The (simulated) exchanges also increase the number of HLA matches, which improves patients' prospects. Roth believes that the TTCC algorithm would also ultimately benefit even donorless patients on the waitlist, by making the waitlist shorter. After all, if some 6000 donor transplants are currently done each year, there are probably another 5000 incompatible patient-donor couples. If, instead of letting these donors disappear and placing the patients at the end of the waitlist, a market runs with all 11,000 couples, the simulations suggest that about 10,000 of the patients will receive live-donor kidneys and, of the remainder, only about 400 will receive priority on the waitlist.
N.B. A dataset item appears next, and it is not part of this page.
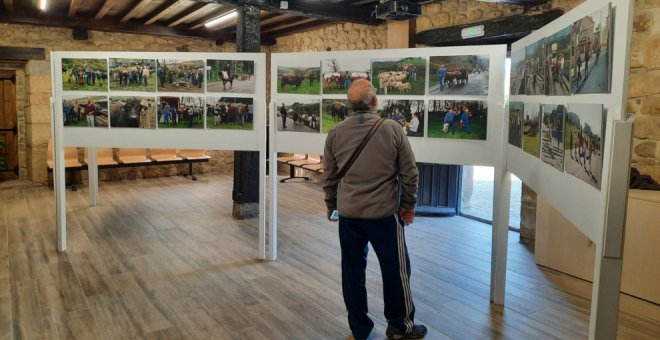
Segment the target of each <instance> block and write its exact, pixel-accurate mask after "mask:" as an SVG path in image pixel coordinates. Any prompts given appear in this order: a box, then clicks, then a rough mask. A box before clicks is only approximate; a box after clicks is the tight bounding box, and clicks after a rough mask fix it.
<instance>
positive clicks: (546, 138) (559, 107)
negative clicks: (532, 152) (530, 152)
mask: <svg viewBox="0 0 660 340" xmlns="http://www.w3.org/2000/svg"><path fill="white" fill-rule="evenodd" d="M565 111H566V107H565V106H564V105H555V104H543V119H542V122H541V160H542V161H543V162H544V163H547V164H550V165H552V167H553V168H555V169H557V170H559V171H563V169H564V113H565Z"/></svg>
Although ethical aspects would have to be dealt with in starting up such a system (donorless patients already on the waitlist would not benefit from a sudden influx of high-priority patients from chains in the market), the increased number of live-donor transplants would cause the waitlist to grow more slowly (it could conceivably even shrink), so that in the future all patients would move through it more quickly than they would otherwise.
Barring advances in medical technology or social changes in people's attitudes about organ donation, there will always be a waitlist for kidney transplants and some percentage of patients will die waiting. But if some relatively simple mathematics can save some of those lives, Roth for one thinks it's worth a try. Anyone with a friend or family member undergoing dialysis is likely to agree.